Tonto útil, para servirle a usted


Hace más de dos semanas que no actualizo. Nunca había dejado pasar tanto rato sin escribir en esta humilde bitácora. Me gustaría pensar que todo este tiempo transcurrido me ha servido para pensar mejor lo que voy a escribir, para aquilatar mejor mis reflexiones, pero no ha sido así. Esta entrada la tenía más o menos bosquejada desde un día antes de la toma de posesión de Obama. Hasta ahora no he tenido el tiempo y las ganas de escribirla.

El día anterior a la toma de posesión de Obama vi una cosa en la tele que me llamó la atención. Zapando me encontré una tertulia política (sic) en uno de esos infames canalillos de la TDT. Un señor mayor hablaba sobre un rótulo que se preguntaba “¿Cuándo decepcionará Obama?“ El señor mayor argumentaba que Obama tenía inmerecida fama de ser un gran orador porque “hay gente que le escribe los discursos“. Sin embargo, el tamaño infinito esta gilipollez es lo de menos.
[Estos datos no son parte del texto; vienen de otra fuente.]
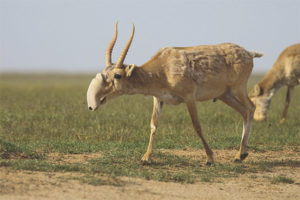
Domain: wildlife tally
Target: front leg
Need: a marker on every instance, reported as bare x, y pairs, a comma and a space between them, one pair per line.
157, 107
191, 105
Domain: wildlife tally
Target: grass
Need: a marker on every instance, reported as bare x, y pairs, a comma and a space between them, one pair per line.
41, 114
282, 179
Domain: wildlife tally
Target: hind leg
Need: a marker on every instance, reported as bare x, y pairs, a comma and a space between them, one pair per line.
287, 103
240, 101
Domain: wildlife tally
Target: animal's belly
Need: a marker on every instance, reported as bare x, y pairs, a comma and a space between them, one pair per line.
170, 99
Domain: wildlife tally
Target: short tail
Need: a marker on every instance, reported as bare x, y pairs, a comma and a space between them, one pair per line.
256, 54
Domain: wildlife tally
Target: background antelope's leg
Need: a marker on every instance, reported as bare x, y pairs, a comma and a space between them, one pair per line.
157, 107
231, 100
242, 95
287, 103
191, 105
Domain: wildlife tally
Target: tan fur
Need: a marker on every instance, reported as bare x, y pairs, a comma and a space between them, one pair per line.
177, 75
285, 72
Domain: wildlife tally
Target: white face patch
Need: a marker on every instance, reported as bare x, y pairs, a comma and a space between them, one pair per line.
94, 92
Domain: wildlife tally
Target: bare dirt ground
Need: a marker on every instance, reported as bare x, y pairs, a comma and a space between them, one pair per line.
47, 185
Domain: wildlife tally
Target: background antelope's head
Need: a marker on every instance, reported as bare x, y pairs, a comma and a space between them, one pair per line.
111, 82
261, 100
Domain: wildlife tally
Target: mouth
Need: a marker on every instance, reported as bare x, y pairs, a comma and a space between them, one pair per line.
102, 100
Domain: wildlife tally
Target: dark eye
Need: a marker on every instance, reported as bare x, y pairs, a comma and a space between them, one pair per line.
117, 76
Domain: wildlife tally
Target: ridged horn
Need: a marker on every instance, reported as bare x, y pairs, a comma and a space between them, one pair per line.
110, 47
125, 50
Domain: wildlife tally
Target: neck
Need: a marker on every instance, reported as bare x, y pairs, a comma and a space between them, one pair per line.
143, 81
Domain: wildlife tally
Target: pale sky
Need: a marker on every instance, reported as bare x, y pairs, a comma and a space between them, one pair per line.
72, 35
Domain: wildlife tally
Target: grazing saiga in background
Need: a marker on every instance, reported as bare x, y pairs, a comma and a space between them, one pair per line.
285, 72
177, 75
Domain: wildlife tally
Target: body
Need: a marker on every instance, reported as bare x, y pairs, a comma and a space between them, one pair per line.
285, 72
177, 75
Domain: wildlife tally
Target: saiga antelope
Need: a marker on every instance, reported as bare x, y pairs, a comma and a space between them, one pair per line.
177, 75
285, 72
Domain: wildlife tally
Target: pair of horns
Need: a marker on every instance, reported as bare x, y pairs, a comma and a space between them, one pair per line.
111, 46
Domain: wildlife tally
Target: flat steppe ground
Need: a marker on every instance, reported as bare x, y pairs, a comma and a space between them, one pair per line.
51, 147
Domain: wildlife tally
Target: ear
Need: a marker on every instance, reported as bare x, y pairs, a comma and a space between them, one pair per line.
257, 90
129, 69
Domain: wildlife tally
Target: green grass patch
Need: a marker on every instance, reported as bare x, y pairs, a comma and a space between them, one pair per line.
40, 114
282, 179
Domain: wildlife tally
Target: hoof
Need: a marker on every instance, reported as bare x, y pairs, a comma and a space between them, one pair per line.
145, 161
241, 158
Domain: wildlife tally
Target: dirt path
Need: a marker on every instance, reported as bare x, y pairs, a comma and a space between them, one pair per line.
44, 185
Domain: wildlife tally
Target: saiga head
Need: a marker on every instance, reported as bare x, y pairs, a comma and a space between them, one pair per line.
111, 82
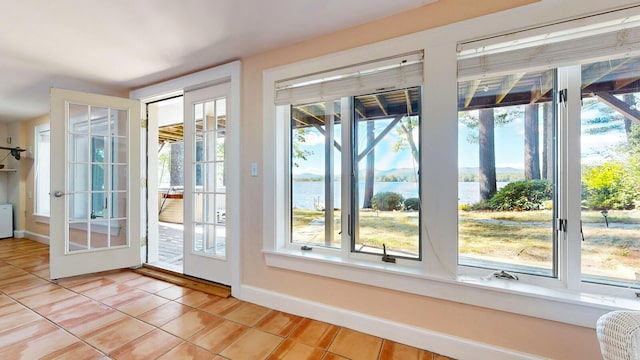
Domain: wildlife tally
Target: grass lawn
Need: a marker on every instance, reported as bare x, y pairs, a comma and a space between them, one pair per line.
513, 237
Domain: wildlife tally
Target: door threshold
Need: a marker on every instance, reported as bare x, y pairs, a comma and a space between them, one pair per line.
187, 281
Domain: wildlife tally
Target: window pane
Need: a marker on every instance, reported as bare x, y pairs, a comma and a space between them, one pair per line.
387, 159
315, 170
506, 176
610, 159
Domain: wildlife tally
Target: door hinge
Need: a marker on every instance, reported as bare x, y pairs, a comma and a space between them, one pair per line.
561, 225
562, 96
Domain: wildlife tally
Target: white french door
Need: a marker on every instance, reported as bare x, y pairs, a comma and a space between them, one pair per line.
95, 183
206, 249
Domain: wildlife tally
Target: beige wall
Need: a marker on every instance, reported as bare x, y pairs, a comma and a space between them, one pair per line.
502, 329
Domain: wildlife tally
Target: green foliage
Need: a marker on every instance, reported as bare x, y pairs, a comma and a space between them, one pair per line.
608, 186
412, 204
387, 201
522, 195
297, 140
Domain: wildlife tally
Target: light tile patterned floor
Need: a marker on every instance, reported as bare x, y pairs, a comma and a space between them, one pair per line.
124, 315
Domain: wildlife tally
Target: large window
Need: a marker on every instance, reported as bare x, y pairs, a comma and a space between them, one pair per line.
354, 154
503, 163
548, 156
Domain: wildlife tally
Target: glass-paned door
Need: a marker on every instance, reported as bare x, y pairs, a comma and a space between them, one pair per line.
206, 246
95, 217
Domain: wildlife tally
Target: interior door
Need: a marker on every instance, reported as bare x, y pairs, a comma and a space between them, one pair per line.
95, 183
206, 247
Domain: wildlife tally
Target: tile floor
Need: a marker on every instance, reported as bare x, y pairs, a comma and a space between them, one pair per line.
124, 315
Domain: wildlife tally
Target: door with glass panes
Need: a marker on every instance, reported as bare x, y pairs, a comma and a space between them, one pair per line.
206, 248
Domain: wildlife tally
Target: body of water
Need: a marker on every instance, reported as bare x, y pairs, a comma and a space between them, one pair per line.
310, 194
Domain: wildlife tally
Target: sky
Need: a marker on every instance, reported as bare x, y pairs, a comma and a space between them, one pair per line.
386, 157
509, 142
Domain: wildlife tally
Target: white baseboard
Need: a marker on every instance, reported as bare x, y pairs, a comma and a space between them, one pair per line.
36, 237
455, 347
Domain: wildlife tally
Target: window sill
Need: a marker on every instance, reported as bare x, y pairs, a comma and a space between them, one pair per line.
41, 218
576, 308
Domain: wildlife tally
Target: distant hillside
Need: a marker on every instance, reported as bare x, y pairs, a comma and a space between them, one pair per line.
472, 170
503, 174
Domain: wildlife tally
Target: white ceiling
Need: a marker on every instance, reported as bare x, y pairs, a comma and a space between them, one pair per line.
112, 46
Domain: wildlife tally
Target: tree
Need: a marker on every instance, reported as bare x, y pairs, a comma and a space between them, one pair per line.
531, 146
487, 153
298, 138
177, 164
547, 140
369, 173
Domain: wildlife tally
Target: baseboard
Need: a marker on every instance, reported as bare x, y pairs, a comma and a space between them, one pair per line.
36, 237
455, 347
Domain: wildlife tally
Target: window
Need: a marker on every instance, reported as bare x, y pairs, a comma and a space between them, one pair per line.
354, 154
526, 103
42, 167
548, 137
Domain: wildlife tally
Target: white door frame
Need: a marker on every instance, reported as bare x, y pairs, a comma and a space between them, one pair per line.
227, 73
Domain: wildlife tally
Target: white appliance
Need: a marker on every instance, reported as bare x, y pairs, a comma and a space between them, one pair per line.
6, 221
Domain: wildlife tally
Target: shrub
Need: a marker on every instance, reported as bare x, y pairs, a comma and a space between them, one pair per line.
606, 187
386, 201
522, 195
412, 204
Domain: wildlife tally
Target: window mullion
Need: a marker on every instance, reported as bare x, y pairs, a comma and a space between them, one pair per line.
346, 208
329, 147
569, 194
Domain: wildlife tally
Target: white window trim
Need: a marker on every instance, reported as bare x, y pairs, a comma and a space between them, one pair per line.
438, 276
41, 217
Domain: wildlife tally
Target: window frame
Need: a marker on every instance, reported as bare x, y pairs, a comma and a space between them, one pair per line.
565, 299
38, 175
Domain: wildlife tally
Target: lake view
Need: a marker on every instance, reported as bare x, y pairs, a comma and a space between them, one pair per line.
309, 193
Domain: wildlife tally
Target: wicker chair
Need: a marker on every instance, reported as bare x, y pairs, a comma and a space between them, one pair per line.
619, 335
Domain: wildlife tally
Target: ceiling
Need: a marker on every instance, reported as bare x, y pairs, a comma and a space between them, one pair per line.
113, 46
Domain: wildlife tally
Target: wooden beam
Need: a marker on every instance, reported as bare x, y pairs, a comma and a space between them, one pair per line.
597, 71
543, 87
379, 137
382, 103
321, 130
360, 109
407, 98
471, 91
305, 111
620, 83
620, 106
507, 85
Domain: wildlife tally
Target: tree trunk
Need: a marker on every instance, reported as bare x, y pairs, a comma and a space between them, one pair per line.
369, 174
487, 152
630, 100
547, 141
177, 164
531, 143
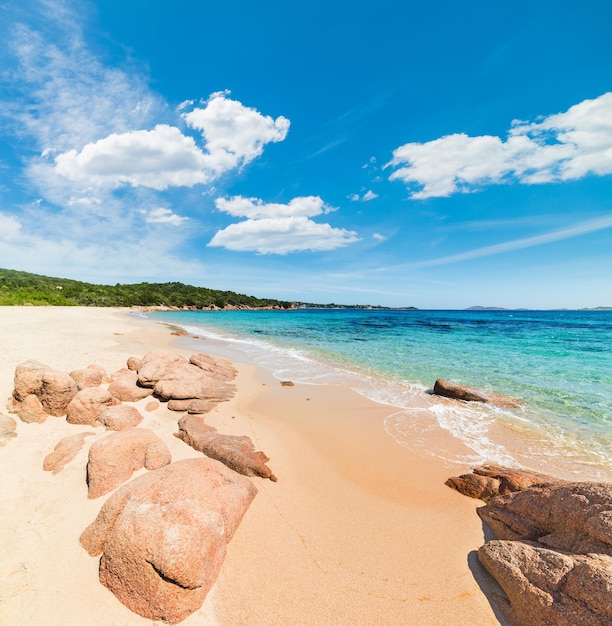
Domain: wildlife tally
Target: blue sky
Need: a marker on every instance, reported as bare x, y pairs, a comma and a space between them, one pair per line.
438, 155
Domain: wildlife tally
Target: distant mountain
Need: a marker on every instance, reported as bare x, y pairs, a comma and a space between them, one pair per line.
23, 288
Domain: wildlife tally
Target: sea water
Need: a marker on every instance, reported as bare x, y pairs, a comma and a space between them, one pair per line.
558, 363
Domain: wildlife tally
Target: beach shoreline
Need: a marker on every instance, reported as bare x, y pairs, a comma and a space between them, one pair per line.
358, 530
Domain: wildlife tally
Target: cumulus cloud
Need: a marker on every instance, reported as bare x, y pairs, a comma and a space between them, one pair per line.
162, 215
279, 228
558, 148
234, 134
164, 157
364, 197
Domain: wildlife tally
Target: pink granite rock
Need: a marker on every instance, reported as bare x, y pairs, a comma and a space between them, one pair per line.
216, 367
91, 376
65, 450
8, 429
120, 417
155, 364
88, 404
127, 389
550, 588
238, 453
184, 380
28, 379
163, 536
488, 481
56, 392
467, 394
30, 410
113, 460
134, 363
573, 517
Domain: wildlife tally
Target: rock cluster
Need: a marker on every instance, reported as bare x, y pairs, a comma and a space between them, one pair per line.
162, 536
238, 453
553, 552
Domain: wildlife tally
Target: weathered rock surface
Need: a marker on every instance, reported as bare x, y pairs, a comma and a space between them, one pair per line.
163, 536
467, 394
115, 458
154, 366
88, 404
120, 417
574, 517
127, 389
488, 481
56, 392
28, 379
218, 368
195, 406
65, 450
550, 588
30, 410
90, 376
553, 555
238, 453
8, 429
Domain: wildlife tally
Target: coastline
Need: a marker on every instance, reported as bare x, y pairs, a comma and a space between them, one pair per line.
357, 530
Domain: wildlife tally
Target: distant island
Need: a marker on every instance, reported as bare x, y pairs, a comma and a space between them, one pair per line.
22, 288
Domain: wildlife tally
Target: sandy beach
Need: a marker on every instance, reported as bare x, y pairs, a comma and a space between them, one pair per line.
357, 530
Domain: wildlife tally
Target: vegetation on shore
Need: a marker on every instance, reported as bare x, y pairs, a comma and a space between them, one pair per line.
23, 288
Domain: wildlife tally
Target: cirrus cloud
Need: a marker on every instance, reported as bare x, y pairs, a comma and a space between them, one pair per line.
558, 148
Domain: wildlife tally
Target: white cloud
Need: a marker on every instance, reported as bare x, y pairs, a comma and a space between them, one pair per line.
282, 235
234, 134
254, 208
560, 147
163, 216
164, 157
158, 159
365, 197
279, 228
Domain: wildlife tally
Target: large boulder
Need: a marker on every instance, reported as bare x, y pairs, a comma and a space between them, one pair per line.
115, 458
155, 364
573, 517
238, 453
90, 376
183, 380
215, 367
56, 392
447, 389
126, 388
88, 404
121, 417
546, 587
28, 379
65, 450
163, 536
488, 481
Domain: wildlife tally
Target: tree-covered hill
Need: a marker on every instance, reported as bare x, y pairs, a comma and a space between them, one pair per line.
23, 288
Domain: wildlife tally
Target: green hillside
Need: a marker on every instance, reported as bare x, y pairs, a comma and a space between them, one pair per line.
23, 288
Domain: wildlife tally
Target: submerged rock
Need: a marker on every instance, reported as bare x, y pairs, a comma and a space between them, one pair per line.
467, 394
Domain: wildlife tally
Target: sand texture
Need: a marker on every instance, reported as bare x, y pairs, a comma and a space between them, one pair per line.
357, 530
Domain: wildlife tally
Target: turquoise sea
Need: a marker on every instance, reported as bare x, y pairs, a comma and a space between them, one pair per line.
559, 363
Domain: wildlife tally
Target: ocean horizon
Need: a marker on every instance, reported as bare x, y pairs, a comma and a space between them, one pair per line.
558, 363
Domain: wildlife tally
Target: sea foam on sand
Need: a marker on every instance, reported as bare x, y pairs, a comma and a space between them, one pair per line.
357, 530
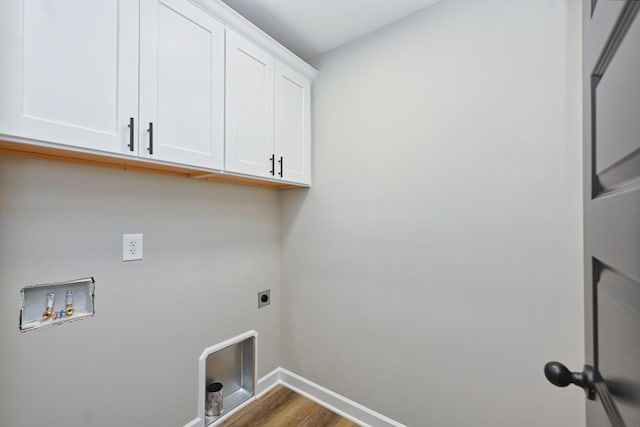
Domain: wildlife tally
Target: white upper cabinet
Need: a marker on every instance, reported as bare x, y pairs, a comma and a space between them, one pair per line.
292, 125
186, 83
181, 84
68, 80
268, 126
249, 108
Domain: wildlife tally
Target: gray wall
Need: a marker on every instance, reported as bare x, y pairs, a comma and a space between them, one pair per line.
208, 249
435, 265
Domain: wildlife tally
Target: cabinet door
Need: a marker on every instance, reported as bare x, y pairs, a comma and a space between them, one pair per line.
69, 71
181, 84
292, 125
249, 108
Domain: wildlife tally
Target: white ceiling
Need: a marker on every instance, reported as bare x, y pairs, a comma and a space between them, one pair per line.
312, 27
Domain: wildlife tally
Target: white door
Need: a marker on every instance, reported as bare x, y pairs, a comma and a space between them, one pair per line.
292, 125
69, 72
249, 109
181, 84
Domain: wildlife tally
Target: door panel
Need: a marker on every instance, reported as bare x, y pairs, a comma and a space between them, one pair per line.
182, 90
617, 102
618, 349
293, 124
68, 80
612, 209
249, 131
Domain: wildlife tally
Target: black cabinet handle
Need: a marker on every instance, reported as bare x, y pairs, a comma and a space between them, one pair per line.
131, 133
150, 130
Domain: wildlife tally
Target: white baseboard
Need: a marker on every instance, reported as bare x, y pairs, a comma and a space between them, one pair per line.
339, 404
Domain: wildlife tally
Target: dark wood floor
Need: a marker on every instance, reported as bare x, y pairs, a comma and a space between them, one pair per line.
283, 407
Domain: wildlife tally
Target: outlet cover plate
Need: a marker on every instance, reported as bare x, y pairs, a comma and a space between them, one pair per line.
131, 247
264, 298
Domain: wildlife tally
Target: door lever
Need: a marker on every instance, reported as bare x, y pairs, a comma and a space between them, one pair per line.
560, 376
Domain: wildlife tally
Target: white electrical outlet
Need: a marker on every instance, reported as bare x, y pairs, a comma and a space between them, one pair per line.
131, 247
El pobre hombre no había llegado a su oficina, al Ala Oeste de la Casa Blanca, y ya había quien daba por hecho que la iba a cagar.

Me molesta esa actitud de sospecha hacia quien dice cosas regidas por el altruismo. En nuestra sociedad cínica se les tacha de tontos útiles o de seres malvados con una agenda oculta. Parece que no soportamos la hombría de bien, es una actitud que levanta sospechas. Recuerdo que cuando vi “Bobby“ pensé que el discurso de presentación de la candidatura de Robert Kennedy para Presidente de los USA era inviable hoy día. Esas palabras teñidas por el respeto al adversario, teñidas por el voluntarismo de que todo irá a mejor, teñidas por un aliento que buscaba inspirar más que convencer. Algo de ese estilo ha habido en la trayectoria de Obama, con lo cual se ha demostrado que yo no tenía razón. Mi cinismo me cegaba.

Obama no va a salvarnos de nada, no es el Mesías. Ha heredado un marrón y no tiene garantizado el éxito ni muchísimo menos. Lo positivo, a lo que quiero aferrarme, es que esta es la mejor oportunidad en décadas de tener en la Casa Blanca a un inquilino sensato y trabajador. ¿Por qué pensar que va a ser una decepción?

Hace mucho leí un artículo de prensa de Gabriel García Márquez al que le he robado el título de esta entrada. El Nobel colombiano, antes de ser Nobel, venía a decir que es mejor ser tonto útil que listo cínico.

Yo también.

PS: Prometo que antes de 24 horas escribiré otra entrada. La tengo ya redactada en mi coco.